“And legend has it that on a full moon you can still walk by the chapel and hear the souls of those who died before Grant could return,” Michael Wright, an admissions counselor at Mississippi College said when reenacting his favorite fact of information on campus tours.
Wright always makes a point to mention to prospective students the history of Provine Chapel, the oldest standing building on MC’s campus. Wright said the structure was built in 1860, just before the Civil War. The building was originally intended to hold church services for students as well as provide rooms for classes.
Charles Martin, author of “Mississippi College With Pride,” wrote, “It’s construction in the first decade of Baptist operation was a testimonial to the commitment to keep religious values at the heart of the institution”.
A proposal was created in 1855 to construct the chapel due to insufficient space for church services and classes. The proposal read, “We are also very inconveniently crowded in our regular daily chapel service. Our Sabbath bible classes also labor under great disadvantages”.
Along with this, the 1858 report to the convention said, “Our brethren have a Baptist church organized in Clinton, but no house belonging to them to worship in.
“Such a chapel as the college requires for prayers, for its Bible classes and for commencement can be built for nine thousand dollars.”
The price was high for the Clinton church, but it did its best to contribute as much as it could towards the construction of a new building. However, the contribution was still small.
The final cost of construction for Provine Chapel was nearly $25,000. After fund raising and borrowing for the final payment, the money was finally attained and the building was finished in 1860.
Shortly after the completion of the building, however, the Civil War began. This sent many of the students attending Mississippi College off to distant places, leaving the college and its new chapel relatively vacant.

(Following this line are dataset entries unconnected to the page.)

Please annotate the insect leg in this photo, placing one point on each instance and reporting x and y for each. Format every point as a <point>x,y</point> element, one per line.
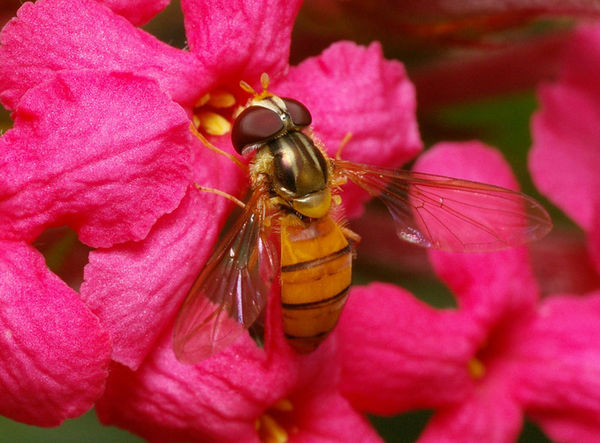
<point>351,236</point>
<point>343,143</point>
<point>230,197</point>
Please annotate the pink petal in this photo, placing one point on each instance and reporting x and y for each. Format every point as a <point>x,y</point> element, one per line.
<point>137,12</point>
<point>327,416</point>
<point>559,367</point>
<point>53,354</point>
<point>240,39</point>
<point>399,353</point>
<point>492,283</point>
<point>136,288</point>
<point>216,400</point>
<point>353,89</point>
<point>474,7</point>
<point>487,415</point>
<point>106,154</point>
<point>594,244</point>
<point>56,35</point>
<point>569,139</point>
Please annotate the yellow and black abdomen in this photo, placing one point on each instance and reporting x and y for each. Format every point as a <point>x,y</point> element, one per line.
<point>316,272</point>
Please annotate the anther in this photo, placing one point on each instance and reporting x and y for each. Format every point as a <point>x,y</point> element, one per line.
<point>212,123</point>
<point>221,99</point>
<point>476,368</point>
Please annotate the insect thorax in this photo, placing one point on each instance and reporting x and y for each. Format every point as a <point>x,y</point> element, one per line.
<point>296,171</point>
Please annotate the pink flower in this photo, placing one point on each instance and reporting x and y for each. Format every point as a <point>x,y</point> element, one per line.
<point>240,394</point>
<point>500,355</point>
<point>564,159</point>
<point>101,143</point>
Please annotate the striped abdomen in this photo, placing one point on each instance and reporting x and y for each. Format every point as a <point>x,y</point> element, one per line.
<point>316,271</point>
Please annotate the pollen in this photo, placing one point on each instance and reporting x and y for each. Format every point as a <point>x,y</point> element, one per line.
<point>284,405</point>
<point>476,368</point>
<point>270,431</point>
<point>221,99</point>
<point>212,123</point>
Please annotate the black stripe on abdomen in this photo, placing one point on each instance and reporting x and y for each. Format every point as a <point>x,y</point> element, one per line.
<point>318,303</point>
<point>317,261</point>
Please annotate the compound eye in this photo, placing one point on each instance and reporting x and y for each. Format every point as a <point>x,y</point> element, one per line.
<point>254,125</point>
<point>299,113</point>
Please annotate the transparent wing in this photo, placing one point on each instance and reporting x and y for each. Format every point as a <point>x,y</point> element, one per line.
<point>451,214</point>
<point>231,291</point>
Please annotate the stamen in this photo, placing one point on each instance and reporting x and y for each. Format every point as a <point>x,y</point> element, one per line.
<point>264,81</point>
<point>212,123</point>
<point>221,99</point>
<point>202,100</point>
<point>246,87</point>
<point>270,431</point>
<point>212,147</point>
<point>476,368</point>
<point>284,405</point>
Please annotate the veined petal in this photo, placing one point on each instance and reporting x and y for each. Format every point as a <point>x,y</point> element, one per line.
<point>137,12</point>
<point>106,154</point>
<point>136,288</point>
<point>54,35</point>
<point>218,399</point>
<point>241,39</point>
<point>488,415</point>
<point>559,367</point>
<point>351,89</point>
<point>53,354</point>
<point>492,283</point>
<point>398,353</point>
<point>327,416</point>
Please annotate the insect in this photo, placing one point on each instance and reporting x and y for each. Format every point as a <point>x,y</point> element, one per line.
<point>294,196</point>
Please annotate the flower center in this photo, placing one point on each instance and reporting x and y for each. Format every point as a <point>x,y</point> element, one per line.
<point>275,425</point>
<point>214,111</point>
<point>476,368</point>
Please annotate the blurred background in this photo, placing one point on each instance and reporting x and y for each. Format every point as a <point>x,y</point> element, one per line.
<point>476,68</point>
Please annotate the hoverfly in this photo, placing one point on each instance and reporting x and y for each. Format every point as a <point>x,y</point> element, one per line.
<point>294,186</point>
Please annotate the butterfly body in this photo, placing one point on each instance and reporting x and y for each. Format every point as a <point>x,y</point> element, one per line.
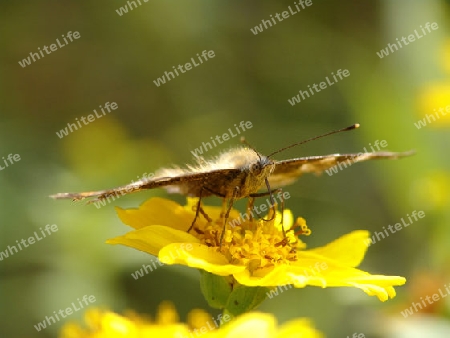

Cole Gressett, a Scout for Mississippi College, said that Ulysses Grant and his men came through Clinton on their way to the battle of Vicksburg in 1864. Grant, an officer of the Union army, had many wounded soldiers traveling with him at the time.
To keep them off the battle field, Grant and his men occupied Provine Chapel and used it as a hospital to nurse the wounded soldiers back to health. Gressett said that when a skirmish began on campus in 1864, Grant’s men also used the upper floor of Provine as a firing point for snipers.
After the fighting in Clinton ceased, Grant and his men proceeded with their usual style of fighting—burning towns as they progressed through them. The campus went up in flames, leaving the grounds flattened and charred.
However, Provine Chapel remained untouched due to the fact that the wounded and immobile men of Ulysses Grant’s army still remained inside. The stranded soldiers waited for their leader’s return from battle.
Or at least that’s how Michael Wright tells it to prospective students, “Every tour needs a ghost story.”